The complexity and heterogeneity of COPD pathogenesis is confirmed by the results of the present study. In addition, this study showed a clear interaction between events which are relevant to the oxidative pathway and cigarette smoking. A category of particular interest is represented by former smokers, who in many cases experience higher damages than current smokers since subjects with more health problems are those most likely forced to quit smoking. Thus, in a similar study [69] former smokers also showed significantly greater airway obstruction than current smokers. Serim IgE concentrations were higher among smokers, but eosinophils were not significantly different between smokers and former smokers. It is possible that after smoking cessation, an inflammatory state of some type continues to degrade pulmonary function, whether cessation was due to greater health-related issues.
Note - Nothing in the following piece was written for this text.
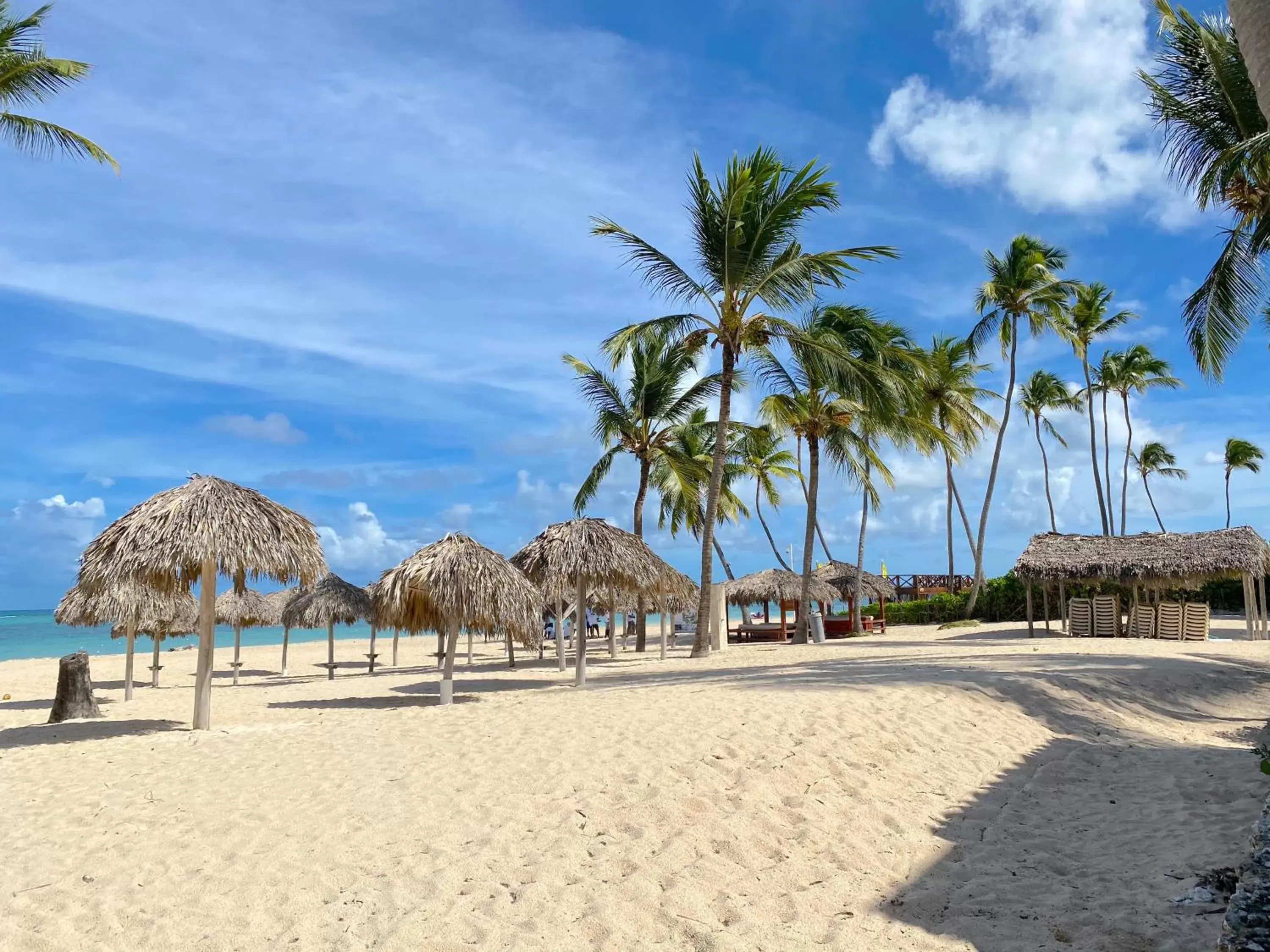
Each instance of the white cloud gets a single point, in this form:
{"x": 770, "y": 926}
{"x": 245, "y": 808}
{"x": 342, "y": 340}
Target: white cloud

Moreover, it is possible that after humans stop smoking, some particulate clearance may occur; the known smoking-induced suppression of macrophage M1 phenotype activation may also be relieved and permit the return to proinflammatory M1 activation, thus promoting continued or increased inflammatory and oxidative damage to the lungs among former smokers and accelerating fibrotic damage as observed in mice exposed to MnO₂ or silica [70].

Our findings raise also the attention to other parameters which are significantly affected by smoking and can be useful to monitor in COPD patients starting a program of pulmonary rehabilitation, i.e., DNA damage, parameters of inflammation, and selected viral infections.